I'm wondering though what is the procedure for using CNC? So If I design something on Solidworks for example and now have a 3D model of a part, what happens then? I've heard of programs like MasterCAM, does a program like that convert the solid model into G-Code for the CNC machine or do you have to manually create tool paths?

Any input appreciated thanks!


----------



## Tony Wells (Nov 21, 2013)

CAM (Computer Assisted Machining) are intended to help get around hand coding the G and M codes. With a 3d model, you select a surface to machine, or surfaces with possible.....then select the tool you want to use on that surface, and a few other variables and it will create the tool path for you, supposedly in the most efficient way possible. Often, the actual code can be optimized on the shop floor by an authorized operator who knows his machine, or by an astute programmer. They are not foolproof, but can be great labor saving software. 

Normally, you would have a "library" of tools set up to choose from that you could count on having on hand. You build this over time, learning just what tools you have, or as you acquire them.

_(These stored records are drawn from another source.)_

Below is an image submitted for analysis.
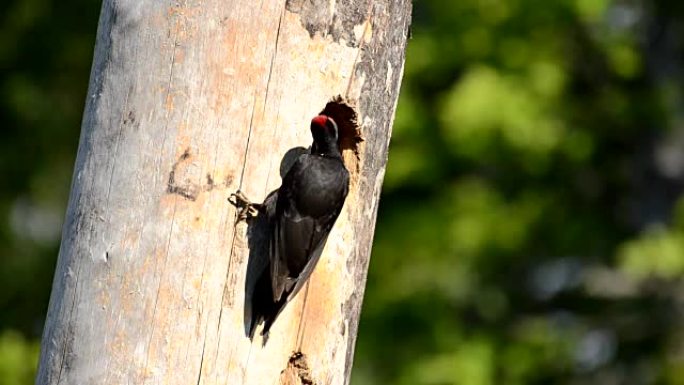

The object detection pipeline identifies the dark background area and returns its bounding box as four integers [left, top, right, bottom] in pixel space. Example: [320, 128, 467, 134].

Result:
[0, 0, 684, 385]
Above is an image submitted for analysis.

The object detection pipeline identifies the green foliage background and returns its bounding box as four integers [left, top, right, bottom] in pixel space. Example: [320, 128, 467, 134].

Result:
[0, 0, 684, 385]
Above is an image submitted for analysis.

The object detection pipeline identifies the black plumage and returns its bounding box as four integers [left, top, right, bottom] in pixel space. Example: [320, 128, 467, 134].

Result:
[237, 115, 349, 337]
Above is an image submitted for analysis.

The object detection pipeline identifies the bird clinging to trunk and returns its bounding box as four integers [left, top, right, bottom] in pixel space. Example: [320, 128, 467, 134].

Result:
[231, 115, 349, 338]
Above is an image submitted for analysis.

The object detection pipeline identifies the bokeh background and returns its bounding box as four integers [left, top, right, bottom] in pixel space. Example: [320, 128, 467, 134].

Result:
[0, 0, 684, 385]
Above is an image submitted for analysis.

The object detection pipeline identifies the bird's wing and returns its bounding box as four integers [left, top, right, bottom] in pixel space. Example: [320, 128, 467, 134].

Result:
[269, 158, 346, 301]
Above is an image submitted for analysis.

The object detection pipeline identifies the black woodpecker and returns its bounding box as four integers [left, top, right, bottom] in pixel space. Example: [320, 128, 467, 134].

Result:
[231, 115, 349, 338]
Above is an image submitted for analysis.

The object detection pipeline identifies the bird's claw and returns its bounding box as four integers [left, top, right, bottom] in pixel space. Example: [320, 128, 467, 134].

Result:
[228, 190, 259, 221]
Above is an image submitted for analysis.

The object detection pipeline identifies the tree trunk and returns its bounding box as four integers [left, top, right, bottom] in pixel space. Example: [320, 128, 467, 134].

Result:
[37, 0, 411, 385]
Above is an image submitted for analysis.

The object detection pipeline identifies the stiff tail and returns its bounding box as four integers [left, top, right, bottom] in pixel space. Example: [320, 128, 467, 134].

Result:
[249, 267, 287, 339]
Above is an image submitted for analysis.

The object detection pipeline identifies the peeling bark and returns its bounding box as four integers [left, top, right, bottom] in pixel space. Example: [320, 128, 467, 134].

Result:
[37, 0, 411, 385]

The big help in CAM  in general lies in contouring surfaces, IMO. Once you have a solid model, or even a wire-frame, it saves much calculation and manual code entry, especially on non-uniform features. Machine tools love to cut straight lines, but with 3 or more axes, and CAM, that's all out the window.

On the machine, the tool list generated by the programmer is set up by the operator. End mills of certain styles and sizes are chosen, boring and turning tools, or whatever are all set up in the machine according to the tool number assignment in the program. After all tools are loaded, they are "qualified", or the machine is told what and where they are in reference to it's "home position", typically. Care must be exercised to make sure there are no interferences between tool, part, and machine. Speeds and feeds are determined by the programmer, but usually can be adjusted at the machine.

That's a nutshell explanation. There is more detail to it, but that's about how it goes.


----------



## Matabele (Nov 22, 2013)

Thanks for the great explanation Tony, appreciate it! Is MasterCAM an example of that conversion software you were talking about? Are there any other programs out there you'd recommend? Any good free ones at all?


----------